Rules posted around the pier had stated that only so many people were allowed around a whale shark at one time, this worked out to two boats maximum. So we were picturing a relaxing and magical experience. Although it was magical, it was far from relaxing.

Reality is, all the boats tended to work together to please their passengers. Once one boat had a sighting, every boat would circle it like vultures.

Suzie and I were told to get our gear on and sit by the tip of the boat. We had fins and masks flying everywhere as we bum scooted our way from left to right depending on which side the Whale Shark was on. And then, like horses out of the gate, we got to “Go!“ signal and in we jumped.

What a rush! Once you spot the animal it’s every man woman and child for themselves, since there were about 30 people to one Whale Shark.

What I love about developing countries is that you don’t have to jump through hundreds of hoops, waivers and restrictions to get to the good stuff. I call this the “Darwin clause” meaning survival of the fittest.
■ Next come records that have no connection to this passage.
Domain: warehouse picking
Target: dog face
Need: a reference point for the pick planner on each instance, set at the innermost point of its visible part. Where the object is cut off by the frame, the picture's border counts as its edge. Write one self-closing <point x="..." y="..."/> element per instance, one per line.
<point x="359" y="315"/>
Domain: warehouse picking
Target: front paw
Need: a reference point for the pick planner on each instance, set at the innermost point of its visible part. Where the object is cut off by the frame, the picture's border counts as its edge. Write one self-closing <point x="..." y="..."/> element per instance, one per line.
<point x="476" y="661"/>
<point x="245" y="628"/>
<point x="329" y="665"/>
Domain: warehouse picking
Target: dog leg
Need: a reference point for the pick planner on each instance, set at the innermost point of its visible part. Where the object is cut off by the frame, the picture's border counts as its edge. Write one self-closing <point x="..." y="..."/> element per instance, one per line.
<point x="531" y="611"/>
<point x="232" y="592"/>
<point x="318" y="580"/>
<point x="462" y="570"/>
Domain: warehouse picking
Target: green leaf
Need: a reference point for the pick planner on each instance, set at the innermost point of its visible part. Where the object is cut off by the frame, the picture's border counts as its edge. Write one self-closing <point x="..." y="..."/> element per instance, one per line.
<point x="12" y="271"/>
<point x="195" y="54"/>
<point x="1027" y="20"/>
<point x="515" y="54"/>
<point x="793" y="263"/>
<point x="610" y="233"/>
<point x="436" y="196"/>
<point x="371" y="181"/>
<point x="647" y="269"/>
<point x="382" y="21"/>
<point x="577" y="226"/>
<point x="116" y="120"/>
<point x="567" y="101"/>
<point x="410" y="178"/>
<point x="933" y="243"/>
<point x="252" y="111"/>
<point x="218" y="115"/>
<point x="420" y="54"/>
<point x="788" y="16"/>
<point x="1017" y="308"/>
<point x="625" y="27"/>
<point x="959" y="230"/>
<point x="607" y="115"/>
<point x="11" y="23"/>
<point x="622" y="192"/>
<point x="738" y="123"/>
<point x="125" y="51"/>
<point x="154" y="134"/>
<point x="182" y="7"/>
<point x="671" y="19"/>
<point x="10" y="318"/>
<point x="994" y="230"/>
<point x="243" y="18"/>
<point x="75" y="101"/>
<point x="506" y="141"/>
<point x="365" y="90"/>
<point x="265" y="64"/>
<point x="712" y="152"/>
If you decide to jump out of a plane without a parachute, then whatever happens was meant to be.

Same applies for Whale Shark swimming. Suzie and I were ready with masks, fins and even a bit of Free-diving training, where others didn’t even have fins!

Picture underwater mosh-pitting. As we swam through legs, hands, elbows and knees getting our masks ripped off more than once. But the beauty moment was when we got ahead of the pack and were able to dive down literally beside the huge Whale-Shark-Fish.

We would swim along side of it, within arms reach, and then swim ahead to watch it pass by us before coming up for another gasp of air. We did this again and again, until the Whale Shark decided that he had enough and dove deeper out of sight and then it was back on the boat for another hunt.

The tour lasted three hours, total dive time with the WS’s varies from 0 minutes to 10 minutes on average. We were lucky enough to swim with two separate Whale Sharks, and one for 15 minutes or more!

We plopped ourselves back on the boat like soggy noodles, exhausted from the chase. With adrenalin still pumping through our body we were all smiles on the boat-ride home, happy that we had experienced yet another thing we’ll never be able to fully describe.